小さな数字の単位はなかなか使うことはありませんが、逡巡や刹那という単語は見かけることがあるかもしれません。
刹那は「ほんの一瞬」という意味で使われます。
逡巡は「決断できずにためらうこと、ぐずぐずすること」という意味なのですが、
数値としては10のマイナス14乗、0.00000000000001の事ですから一瞬のためらいですよね。なるほど確かに。
10のマイナス17乗の「弾指(だんし)」という単位は仏教で指を弾く行為「弾指(たんじ)」からきています。
主に禅宗のお坊さんが行う行為で、いわゆる指パッチンですね。これが極めて短い時間という意味で小数の単位としても使われます。
そして、さらにその下の単位である「刹那(せつな)」「六徳(りっとく)」「虚空(こくう)」「清浄(しょうじょう)」
「阿頼耶(あらや)」「阿摩羅(あまら)」「涅槃寂静(ねはんじゃくじょう)」も全て仏教用語です。
「涅槃寂静」などはいかにも仏教という感じがしますね。
煩悩の炎の吹き消された悟りの世界である涅槃は、静かな安らぎの境地であるという意味となります。
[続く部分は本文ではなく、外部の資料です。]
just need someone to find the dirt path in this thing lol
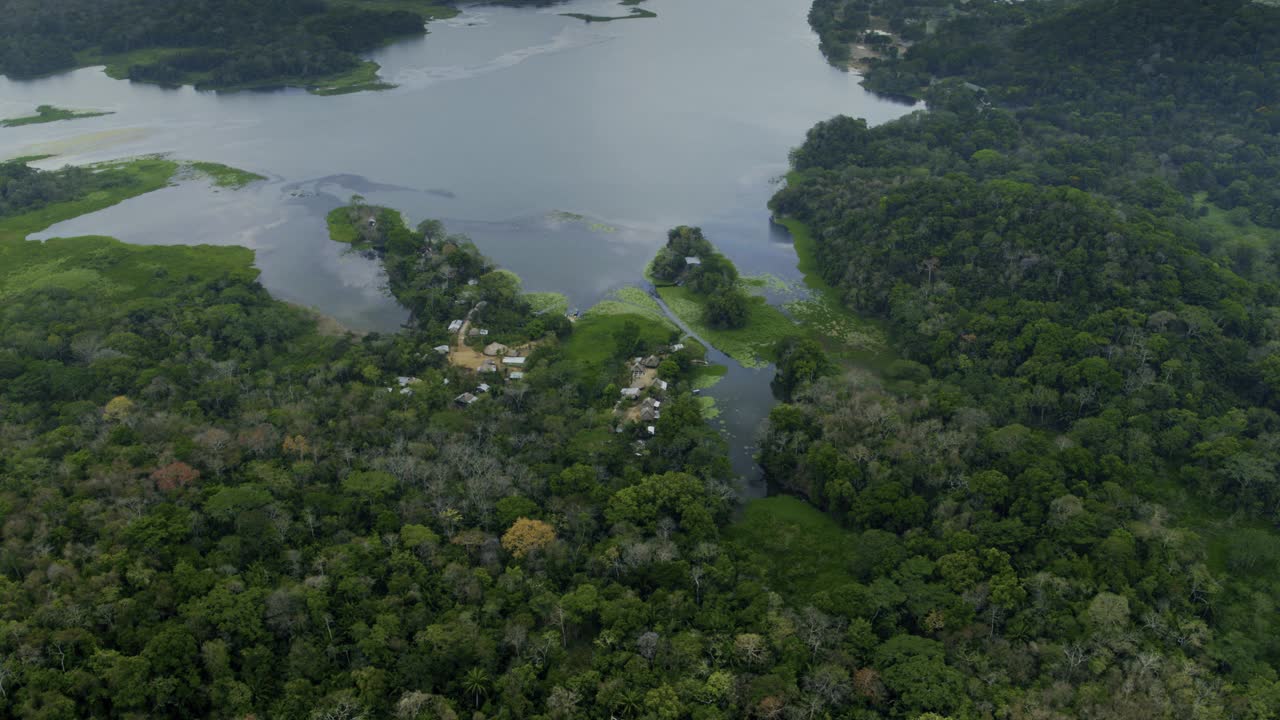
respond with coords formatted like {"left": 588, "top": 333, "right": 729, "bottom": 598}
{"left": 629, "top": 367, "right": 657, "bottom": 389}
{"left": 449, "top": 320, "right": 489, "bottom": 371}
{"left": 446, "top": 317, "right": 539, "bottom": 373}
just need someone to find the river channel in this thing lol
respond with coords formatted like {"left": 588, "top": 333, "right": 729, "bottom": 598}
{"left": 0, "top": 0, "right": 914, "bottom": 490}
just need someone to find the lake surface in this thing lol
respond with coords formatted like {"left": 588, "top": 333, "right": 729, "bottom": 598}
{"left": 0, "top": 0, "right": 914, "bottom": 488}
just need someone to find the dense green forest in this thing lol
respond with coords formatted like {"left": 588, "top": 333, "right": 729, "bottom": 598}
{"left": 4, "top": 0, "right": 1280, "bottom": 716}
{"left": 755, "top": 0, "right": 1280, "bottom": 715}
{"left": 1, "top": 167, "right": 894, "bottom": 719}
{"left": 0, "top": 0, "right": 461, "bottom": 91}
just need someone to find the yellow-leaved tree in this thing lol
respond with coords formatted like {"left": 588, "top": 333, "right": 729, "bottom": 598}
{"left": 501, "top": 518, "right": 556, "bottom": 559}
{"left": 103, "top": 396, "right": 134, "bottom": 422}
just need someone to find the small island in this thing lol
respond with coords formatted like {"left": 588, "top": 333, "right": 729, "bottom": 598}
{"left": 1, "top": 105, "right": 113, "bottom": 128}
{"left": 561, "top": 7, "right": 657, "bottom": 22}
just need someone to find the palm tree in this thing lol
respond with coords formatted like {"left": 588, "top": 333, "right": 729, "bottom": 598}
{"left": 462, "top": 667, "right": 489, "bottom": 709}
{"left": 613, "top": 688, "right": 643, "bottom": 718}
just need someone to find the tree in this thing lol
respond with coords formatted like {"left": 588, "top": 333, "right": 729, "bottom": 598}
{"left": 1087, "top": 592, "right": 1130, "bottom": 631}
{"left": 501, "top": 518, "right": 556, "bottom": 559}
{"left": 773, "top": 337, "right": 832, "bottom": 400}
{"left": 151, "top": 461, "right": 200, "bottom": 491}
{"left": 103, "top": 395, "right": 134, "bottom": 421}
{"left": 342, "top": 470, "right": 397, "bottom": 501}
{"left": 706, "top": 288, "right": 750, "bottom": 329}
{"left": 644, "top": 684, "right": 683, "bottom": 720}
{"left": 874, "top": 635, "right": 964, "bottom": 715}
{"left": 461, "top": 668, "right": 488, "bottom": 709}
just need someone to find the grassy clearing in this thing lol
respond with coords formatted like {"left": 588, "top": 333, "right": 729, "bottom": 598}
{"left": 0, "top": 235, "right": 257, "bottom": 301}
{"left": 1192, "top": 193, "right": 1280, "bottom": 250}
{"left": 527, "top": 292, "right": 569, "bottom": 316}
{"left": 326, "top": 204, "right": 409, "bottom": 248}
{"left": 561, "top": 312, "right": 675, "bottom": 377}
{"left": 187, "top": 162, "right": 266, "bottom": 189}
{"left": 657, "top": 285, "right": 799, "bottom": 369}
{"left": 585, "top": 287, "right": 676, "bottom": 329}
{"left": 327, "top": 207, "right": 366, "bottom": 245}
{"left": 0, "top": 155, "right": 260, "bottom": 300}
{"left": 561, "top": 8, "right": 657, "bottom": 21}
{"left": 0, "top": 157, "right": 178, "bottom": 243}
{"left": 611, "top": 286, "right": 665, "bottom": 316}
{"left": 309, "top": 61, "right": 397, "bottom": 96}
{"left": 562, "top": 293, "right": 679, "bottom": 383}
{"left": 2, "top": 105, "right": 113, "bottom": 128}
{"left": 0, "top": 157, "right": 266, "bottom": 243}
{"left": 729, "top": 495, "right": 860, "bottom": 600}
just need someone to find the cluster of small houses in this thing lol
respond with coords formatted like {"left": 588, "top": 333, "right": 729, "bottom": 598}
{"left": 617, "top": 342, "right": 686, "bottom": 443}
{"left": 414, "top": 313, "right": 690, "bottom": 448}
{"left": 454, "top": 342, "right": 528, "bottom": 406}
{"left": 445, "top": 316, "right": 530, "bottom": 407}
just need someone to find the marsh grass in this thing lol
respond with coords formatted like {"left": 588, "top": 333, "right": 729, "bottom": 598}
{"left": 1, "top": 105, "right": 112, "bottom": 128}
極めて小さい数というものはその様な境地ということでしょうか。
数字に起こすと0.000000000000000000000001と0が実に24個付きます。
もはや無いに等しいですね。
大きい数の数え方との大きな違いは、1桁進むごとに数詞が変わることです。
大きい数では万進(まんしん)といって、4桁ごとに数詞が変わります。
十、百、千を重ねて使うことで、大きな数を表現していたのですね。
小さい数にはこれがないので、数詞で表現できる数も少なくなります。
ニーズが少なく、表現できなくても困らなかったそうです。
大きい数も小さい数も、数え方は『華厳経』など仏教の経典や前回紹介した『塵劫記』に載っています。
他にも昔作られた数詞はいろいろあるそうです。
興味のある方はぜひ調べてみてください。